"On pousse avec peine une grosse portière de cuir, et nous voici dans Saint-Pierre. On ne peut qu'adorer la religion qui produit de telles choses. Rien du monde ne peut être comparé à l'intérieur de Saint Pierre. Après un an de séjour à Rome, j'y allais encore passer des heures entières avec plaisir."—Fontana, Tempio Vaticano Illustrato.

"Tandis que, dans les églises gothiques, l'impression est de s'agenouiller, de joindre les mains avec un sentiment d'humble prière et de profond regret; dans Saint-Pierre au contraire, le mouvement involontaire serait d'ouvrir les bras en signe de joie, de relever la tête avec bonheur et épanouissement. Il semble, que là, le péché n'accable plus; le sentiment vif du pardon par le triomphe de la résurrection remplit seul le cœur."—Eugénie de la Ferronays.

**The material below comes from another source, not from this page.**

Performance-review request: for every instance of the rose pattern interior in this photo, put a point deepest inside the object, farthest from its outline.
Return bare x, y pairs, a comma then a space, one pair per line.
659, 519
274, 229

"The temperature of St. Peter's seems, like the happy islands, to experience no change. In the coldest weather it is like summer to your feelings, and in the most oppressive heats it strikes you with a delightful sensation of cold—a luxury not to be estimated but in a climate such as this."—Eaton's Rome.

On each side of the nave are four pillars with Corinthian pilasters, and a rich entablature supporting the arches. The roof is vaulted, coffered, and gilded. The pavement is of coloured marble, inlaid from designs of Giacomo della Porta and Bernini. In the centre of the floor, immediately within the chief entrance, is a round slab of porphyry, upon which the emperors were crowned.

The enormous size of the statues and ornaments in St. Peter's do away with the impression of its vast size, and it is only by observing the living, moving figures, that one can form any idea of its colossal proportions. A line in the pavement is marked with the comparative size of the other great Christian churches. According to this the length of St Peter's is 613½ feet; of St. Paul's, London, 520½ feet; Milan Cathedral, 443 feet; St. Sophia, Constantinople, 360½ feet. The height of the dome in the interior is 405 feet; on the exterior, 448 feet. The height of the baldacchino is 94½ feet.

The first impulse will be to go up to the shrine, around which a circle of eighty-six gold lamps is always burning, and to look down into the Confessional, where there is a beautiful kneeling statue of Pope Pius VI. (Braschi, 1785—1800) by Canova. Hence one can gaze up into the dome, with its huge letters in purple-blue mosaic upon a gold ground (each six feet long).[331] "Tu es Petrus, et super hanc petram ædificabo ecclesiam meam, et tibi dabo claves regni cœlorum." Above this are four colossal mosaics of the Evangelists from designs of the Cav. d'Arpino; the pen of St. Luke is seven feet in length.

"The cupola is glorious, viewed in its design, its altitude, or even its decorations; viewed either as a whole or as a part, it enchants the eye, it satisfies the taste, it expands the soul. The very air seems to eat up all that is harsh or colossal, and leaves us nothing but the sublime to feast on:—a sublime peculiar as the genius of the immortal architect, and comprehensible only on the spot."—Forsyth.

"Ce dôme, en le considérant même d'en bas, fait éprouver une sorte de terreur; on croit voir des abîmes suspendus sur sa tête."—Madame de Staël.

The Baldacchino, designed by Bernini in 1633, is of bronze, with gilt ornaments, and was made chiefly with bronze taken from the roof of the Pantheon. It covers the high altar, which is only used on the most solemn occasions. Only the pope can celebrate mass there, or a cardinal who is authorised by a papal brief.

"Without a sovereign priest officiating before and for his people, St. Peter's is but a grand aggregation of splendid churches, chapels, tombs, and works of art. With him, it becomes a whole, a single, peerless temple, such as the world never saw before. That central pile, with its canopy of bronze as lofty as the Farnese Palace, with its deep-diving stairs leading to a court walled and paved with precious stones, that yet seems only a vestibule to some cavern or catacomb, with its simple altar that disdains ornament in the presence of what is beyond the reach of human price,—that which in truth forms the heart of the great body, placed just where the heart should be, is then animated, and surrounded by living and moving sumptuousness. The immense cupola above it, ceases to be a dome over a sepulchre, and becomes a canopy over an altar; the quiet tomb beneath is changed into the shrine of relics below the place of sacrifice—the saints under the altar;—the quiet spot at which a few devout worshippers at most times may be found, bowing under the hundred lamps, is crowded by rising groups, beginning from the lowest step, increasing in dignity and in richness of sacred robes, till, at the summit and in the centre, stands supreme the pontiff himself, on the very spot which becomes him, the one living link in a chain, the first ring of which is rivetted to the shrine of the Apostles below.... St. Peter's is only itself when the pope is at the high altar, and hence only by, or for, him it is used."—Cardinal Wiseman.